Secondo il ceo i numeri del bilancio 2025 saranno nell’ordine di una crescita del 400% anno su anno. «Siamo soddisfatti: tutti i fondi coinvolti sono tra i principali player europei, alcuni, come Balderton, Lakestar e Supernova alla loro prima operazione in Italia. Si tratta solo del terzo round europeo in ambito cybersecurity di queste dimensioni e siamo orgogliosi come italiani di rappresentare il mondo tech italiano e l’unica vera tecnologia cyber made in Italy che ha scalato a livello internazionale» sottolinea.

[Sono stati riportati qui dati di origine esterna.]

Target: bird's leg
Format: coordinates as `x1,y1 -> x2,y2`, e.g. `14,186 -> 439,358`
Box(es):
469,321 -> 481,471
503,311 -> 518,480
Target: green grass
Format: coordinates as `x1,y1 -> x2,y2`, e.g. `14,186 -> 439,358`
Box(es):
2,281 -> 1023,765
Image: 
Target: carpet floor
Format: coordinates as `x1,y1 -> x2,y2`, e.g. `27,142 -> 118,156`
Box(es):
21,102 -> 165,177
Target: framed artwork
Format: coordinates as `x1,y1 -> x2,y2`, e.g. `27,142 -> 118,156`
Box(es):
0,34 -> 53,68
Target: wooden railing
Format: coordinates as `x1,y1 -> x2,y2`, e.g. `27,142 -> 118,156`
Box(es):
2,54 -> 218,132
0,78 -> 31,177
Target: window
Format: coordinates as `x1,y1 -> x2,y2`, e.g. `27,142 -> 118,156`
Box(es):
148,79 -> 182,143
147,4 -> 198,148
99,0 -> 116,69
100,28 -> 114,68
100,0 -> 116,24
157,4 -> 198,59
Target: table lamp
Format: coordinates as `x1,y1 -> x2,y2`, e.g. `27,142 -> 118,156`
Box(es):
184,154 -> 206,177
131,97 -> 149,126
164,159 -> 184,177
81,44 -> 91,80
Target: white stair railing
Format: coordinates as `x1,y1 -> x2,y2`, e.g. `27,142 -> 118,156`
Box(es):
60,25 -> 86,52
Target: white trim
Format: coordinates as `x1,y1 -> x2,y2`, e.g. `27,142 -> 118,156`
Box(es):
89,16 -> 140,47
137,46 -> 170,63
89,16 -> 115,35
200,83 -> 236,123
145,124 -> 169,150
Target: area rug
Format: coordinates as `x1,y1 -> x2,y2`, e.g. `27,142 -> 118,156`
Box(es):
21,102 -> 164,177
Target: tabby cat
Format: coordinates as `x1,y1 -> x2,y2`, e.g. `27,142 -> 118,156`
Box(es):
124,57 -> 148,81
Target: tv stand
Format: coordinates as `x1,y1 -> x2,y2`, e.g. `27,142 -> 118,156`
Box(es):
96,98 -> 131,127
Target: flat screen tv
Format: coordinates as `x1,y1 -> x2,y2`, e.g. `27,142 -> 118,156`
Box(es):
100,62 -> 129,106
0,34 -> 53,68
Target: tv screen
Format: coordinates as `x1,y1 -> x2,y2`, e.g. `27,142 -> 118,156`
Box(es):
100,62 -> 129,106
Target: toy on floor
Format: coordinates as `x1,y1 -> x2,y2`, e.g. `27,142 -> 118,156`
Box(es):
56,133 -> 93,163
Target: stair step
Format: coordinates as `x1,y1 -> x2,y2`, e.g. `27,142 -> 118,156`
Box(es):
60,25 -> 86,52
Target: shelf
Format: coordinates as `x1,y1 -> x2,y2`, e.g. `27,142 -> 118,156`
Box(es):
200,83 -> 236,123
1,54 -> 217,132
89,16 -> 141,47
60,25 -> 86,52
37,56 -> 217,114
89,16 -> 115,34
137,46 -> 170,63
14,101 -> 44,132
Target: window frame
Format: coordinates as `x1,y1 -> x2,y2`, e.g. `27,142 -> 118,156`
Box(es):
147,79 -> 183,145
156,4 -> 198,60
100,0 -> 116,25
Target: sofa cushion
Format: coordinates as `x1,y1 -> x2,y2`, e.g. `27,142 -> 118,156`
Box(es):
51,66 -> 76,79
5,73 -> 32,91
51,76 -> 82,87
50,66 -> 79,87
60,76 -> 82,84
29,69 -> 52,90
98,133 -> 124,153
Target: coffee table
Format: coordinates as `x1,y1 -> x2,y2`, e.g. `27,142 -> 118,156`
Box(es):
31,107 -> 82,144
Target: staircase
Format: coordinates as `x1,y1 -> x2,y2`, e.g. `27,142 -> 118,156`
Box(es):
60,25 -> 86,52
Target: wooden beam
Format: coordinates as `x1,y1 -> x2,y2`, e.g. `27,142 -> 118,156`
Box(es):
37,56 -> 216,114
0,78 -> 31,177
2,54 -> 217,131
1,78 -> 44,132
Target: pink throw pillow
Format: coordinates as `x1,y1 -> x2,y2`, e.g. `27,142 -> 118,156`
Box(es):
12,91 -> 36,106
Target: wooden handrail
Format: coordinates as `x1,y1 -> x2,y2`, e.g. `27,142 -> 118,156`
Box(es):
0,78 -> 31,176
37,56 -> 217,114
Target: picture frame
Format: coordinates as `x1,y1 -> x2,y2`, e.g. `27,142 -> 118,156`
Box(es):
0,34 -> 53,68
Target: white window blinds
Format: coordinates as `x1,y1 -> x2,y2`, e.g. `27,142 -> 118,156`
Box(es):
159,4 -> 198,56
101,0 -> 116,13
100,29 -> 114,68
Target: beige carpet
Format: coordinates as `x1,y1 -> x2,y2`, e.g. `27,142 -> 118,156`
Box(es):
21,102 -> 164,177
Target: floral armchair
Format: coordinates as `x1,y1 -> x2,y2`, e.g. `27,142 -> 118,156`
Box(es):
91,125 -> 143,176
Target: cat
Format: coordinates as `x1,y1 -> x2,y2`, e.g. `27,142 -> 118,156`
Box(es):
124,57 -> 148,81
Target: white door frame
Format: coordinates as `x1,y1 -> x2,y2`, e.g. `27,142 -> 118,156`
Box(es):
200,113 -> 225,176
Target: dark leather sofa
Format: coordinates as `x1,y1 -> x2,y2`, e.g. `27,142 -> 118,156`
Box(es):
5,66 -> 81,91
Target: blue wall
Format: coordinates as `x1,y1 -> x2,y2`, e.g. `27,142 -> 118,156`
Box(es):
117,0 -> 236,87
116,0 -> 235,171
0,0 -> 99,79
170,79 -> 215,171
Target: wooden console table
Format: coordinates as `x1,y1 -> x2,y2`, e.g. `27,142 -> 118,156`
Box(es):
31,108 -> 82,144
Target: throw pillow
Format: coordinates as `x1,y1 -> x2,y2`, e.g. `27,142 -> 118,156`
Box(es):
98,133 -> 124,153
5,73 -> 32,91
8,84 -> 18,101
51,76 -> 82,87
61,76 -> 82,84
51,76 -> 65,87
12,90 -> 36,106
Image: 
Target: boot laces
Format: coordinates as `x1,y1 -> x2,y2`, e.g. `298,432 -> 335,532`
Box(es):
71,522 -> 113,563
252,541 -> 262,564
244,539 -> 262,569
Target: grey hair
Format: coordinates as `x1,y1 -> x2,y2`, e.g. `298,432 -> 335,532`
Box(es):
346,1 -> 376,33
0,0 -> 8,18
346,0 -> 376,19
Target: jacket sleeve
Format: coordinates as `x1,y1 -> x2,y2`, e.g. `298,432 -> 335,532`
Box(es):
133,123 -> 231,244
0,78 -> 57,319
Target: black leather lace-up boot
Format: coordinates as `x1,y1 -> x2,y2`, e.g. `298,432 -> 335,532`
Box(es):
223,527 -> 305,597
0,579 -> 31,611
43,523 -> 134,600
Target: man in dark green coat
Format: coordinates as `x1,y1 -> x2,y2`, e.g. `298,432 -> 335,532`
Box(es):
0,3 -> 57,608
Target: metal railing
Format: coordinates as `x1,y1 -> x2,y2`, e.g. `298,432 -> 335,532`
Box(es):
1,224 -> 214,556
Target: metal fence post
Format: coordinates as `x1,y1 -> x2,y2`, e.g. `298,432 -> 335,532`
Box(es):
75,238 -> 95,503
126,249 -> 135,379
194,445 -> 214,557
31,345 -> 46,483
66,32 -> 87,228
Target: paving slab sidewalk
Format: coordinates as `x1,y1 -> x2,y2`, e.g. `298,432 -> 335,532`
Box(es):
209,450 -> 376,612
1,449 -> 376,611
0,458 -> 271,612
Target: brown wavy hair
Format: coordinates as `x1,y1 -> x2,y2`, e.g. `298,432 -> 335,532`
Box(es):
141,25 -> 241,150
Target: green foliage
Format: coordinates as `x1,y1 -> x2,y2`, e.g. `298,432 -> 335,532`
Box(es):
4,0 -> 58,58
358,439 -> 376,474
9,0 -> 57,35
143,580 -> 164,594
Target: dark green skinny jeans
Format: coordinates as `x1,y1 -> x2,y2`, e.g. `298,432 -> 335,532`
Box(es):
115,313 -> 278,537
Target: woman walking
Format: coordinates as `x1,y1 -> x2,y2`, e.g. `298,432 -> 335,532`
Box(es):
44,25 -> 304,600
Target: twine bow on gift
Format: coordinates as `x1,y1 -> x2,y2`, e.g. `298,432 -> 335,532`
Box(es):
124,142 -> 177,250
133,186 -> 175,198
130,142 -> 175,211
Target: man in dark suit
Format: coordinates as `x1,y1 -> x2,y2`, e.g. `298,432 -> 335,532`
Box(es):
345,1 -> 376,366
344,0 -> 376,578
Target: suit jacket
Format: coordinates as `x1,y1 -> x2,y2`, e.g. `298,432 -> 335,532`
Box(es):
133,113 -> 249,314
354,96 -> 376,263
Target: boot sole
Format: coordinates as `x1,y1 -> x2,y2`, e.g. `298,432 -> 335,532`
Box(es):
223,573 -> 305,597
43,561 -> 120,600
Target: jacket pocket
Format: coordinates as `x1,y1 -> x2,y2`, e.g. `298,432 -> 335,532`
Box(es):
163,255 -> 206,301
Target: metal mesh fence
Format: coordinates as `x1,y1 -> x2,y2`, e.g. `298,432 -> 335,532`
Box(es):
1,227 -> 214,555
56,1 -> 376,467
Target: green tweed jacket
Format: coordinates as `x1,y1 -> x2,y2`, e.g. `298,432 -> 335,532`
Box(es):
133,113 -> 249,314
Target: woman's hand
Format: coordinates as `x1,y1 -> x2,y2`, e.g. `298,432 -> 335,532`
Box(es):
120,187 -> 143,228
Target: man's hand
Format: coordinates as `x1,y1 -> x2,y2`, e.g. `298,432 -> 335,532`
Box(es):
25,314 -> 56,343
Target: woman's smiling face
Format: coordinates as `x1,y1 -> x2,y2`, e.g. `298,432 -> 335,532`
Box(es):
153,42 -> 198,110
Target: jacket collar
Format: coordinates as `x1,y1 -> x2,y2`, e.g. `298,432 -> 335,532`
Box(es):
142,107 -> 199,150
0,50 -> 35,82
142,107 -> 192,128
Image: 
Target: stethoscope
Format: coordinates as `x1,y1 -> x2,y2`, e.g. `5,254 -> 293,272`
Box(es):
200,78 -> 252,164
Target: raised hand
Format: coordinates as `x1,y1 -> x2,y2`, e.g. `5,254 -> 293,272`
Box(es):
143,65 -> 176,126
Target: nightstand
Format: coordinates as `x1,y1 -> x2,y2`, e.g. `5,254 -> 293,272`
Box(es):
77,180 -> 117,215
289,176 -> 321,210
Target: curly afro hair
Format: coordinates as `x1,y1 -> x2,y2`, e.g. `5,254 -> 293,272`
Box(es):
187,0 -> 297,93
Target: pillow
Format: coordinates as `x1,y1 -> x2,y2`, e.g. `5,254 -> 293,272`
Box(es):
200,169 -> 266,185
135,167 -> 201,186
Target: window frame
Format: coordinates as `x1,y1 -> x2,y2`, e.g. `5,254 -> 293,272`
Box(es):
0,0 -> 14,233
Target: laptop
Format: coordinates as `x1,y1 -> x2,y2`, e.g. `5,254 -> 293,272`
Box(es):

«Un altro passaggio importante per l’azienda è stato lo switch tecnologico: avendo sviluppato internamente la nostra tecnologia, ora possiamo applicarla non solo agli oggetti connessi ma anche alla sicurezza di prossimità. Stiamo assistendo a una grande migrazione dal cloud al locale. I data center, infatti, sono sempre più saturi a causa della domanda legata all’intelligenza artificiale, e i costi stanno salendo. Questo sta spingendo molte aziende a riattivare infrastrutture ibride. Noi siamo in grado di lavorare direttamente su un’infrastruttura fisica, anche locale.»

Sul lungo periodo l’obiettivo è chiaro: «Crescere sia in modo organico che tramite acquisizioni, per arrivare a una massa di fatturato che ci metta nella condizione di scegliere tra una IPO o una grande operazione di acquisizione».